Arranca en Apple TV+ la segunda temporada de ‘Para toda la Humanidad‘, una serie que debido al número de suscriptores de la plataforma, más reducido que el de competidores como Netflix o Disney+, no ha tenido todo el impacto que merecía. Sin embargo, su punto de partida no podía ser más sugestivo: ¿que habría pasado en los años sesenta -y por consiguiente, en toda la carrera espacial posterior- si los rusos hubieran llegado antes a la luna?

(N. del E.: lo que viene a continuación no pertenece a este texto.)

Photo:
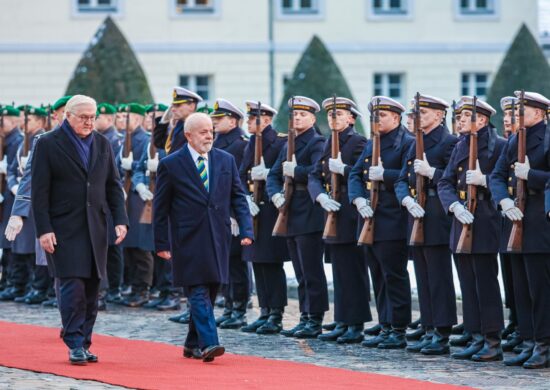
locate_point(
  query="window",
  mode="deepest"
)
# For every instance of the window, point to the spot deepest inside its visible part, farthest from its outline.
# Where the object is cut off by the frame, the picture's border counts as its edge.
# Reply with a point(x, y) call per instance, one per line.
point(388, 84)
point(91, 6)
point(200, 84)
point(475, 84)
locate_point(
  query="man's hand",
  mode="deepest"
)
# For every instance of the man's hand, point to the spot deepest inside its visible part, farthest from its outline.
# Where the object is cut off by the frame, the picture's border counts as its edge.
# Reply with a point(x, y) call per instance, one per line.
point(120, 231)
point(15, 224)
point(48, 242)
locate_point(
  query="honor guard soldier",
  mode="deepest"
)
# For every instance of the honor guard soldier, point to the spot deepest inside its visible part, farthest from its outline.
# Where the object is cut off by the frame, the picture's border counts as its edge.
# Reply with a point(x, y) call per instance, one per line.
point(168, 134)
point(530, 262)
point(9, 119)
point(351, 280)
point(138, 244)
point(387, 253)
point(476, 256)
point(267, 254)
point(432, 256)
point(231, 138)
point(305, 218)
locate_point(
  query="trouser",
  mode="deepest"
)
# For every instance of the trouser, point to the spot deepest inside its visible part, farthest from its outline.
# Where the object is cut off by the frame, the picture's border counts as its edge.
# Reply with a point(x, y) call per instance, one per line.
point(270, 285)
point(389, 259)
point(306, 253)
point(481, 300)
point(141, 262)
point(434, 277)
point(202, 324)
point(531, 273)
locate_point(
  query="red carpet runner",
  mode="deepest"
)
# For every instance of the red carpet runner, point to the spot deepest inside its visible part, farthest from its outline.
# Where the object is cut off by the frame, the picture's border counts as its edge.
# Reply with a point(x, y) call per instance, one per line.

La respuesta inmediata es que el destino de la exploración del espacio habría sido muy distinto, pero esta serie visualiza meticulosamente todo el proceso en esta historia alternativa. La primera temporada nos contó las consecuencias del triunfo soviético, poniendo a Alexei Leonov en el satélite (que habría sido en nuestra realidad el primer ruso en la Luna si el proyecto no se hubiera cancelado). Pero la carrera espacial no se detiene ahí.

La NASA, inicialmente devastada, intenta tomar la delantera e imita algunos movimientos soviéticos para promover la carrera de minorías en su programa espacial. Cuando los rusos favorecen la carrera de mujeres cosmonautas, la NASA reacciona promocionando a mujeres y minorías étnicas, en contraposición a lo que pasó en la realidad. ¿Es el mensaje de la serie que de haber triundado inicialmente los rusos la NASA habría sido más igualitaria?

La conjetura es que la NASA (y la carrera espacial) habría estado en segunda posición, lo que habría impedido que se durmiera en los laureles. Y habría convertido la carrera espacial en una auténtica prioridad nacional para el país. Se trata de un matiz importante, ya que el apoyo popular a la carrera espacial permite que en esta segunda temporada, ambientada en 1983 durante el segundo gobierno de Reagan, la Guerra Fría en el espacio cobre importancia y la serie adquiera un matiz quizás más distópico.

NASA, años ochenta: la otra historia

En el arranque de la segunda temporada, la NASA se autofinancia gracias al negocio de las patentes y vivimos en unos ochenta algo más futuristas que los reales: hay video conferencia y correo digital (d-mail, lo llaman) muy similar al que disfrutamos hoy. Aunque con un toque retro, porque la música es en cualquier realidad pura papilla synthetizer, por lo que delata la banda sonora. En cualquier caso, y continuando los progresos vistos en la primera temporada, Margo Madison (Wrenn Schmidt) -primera mujer en Control de Misión-, es ahora la administradora de la agencia, algo que nunca ha llegado a pasar.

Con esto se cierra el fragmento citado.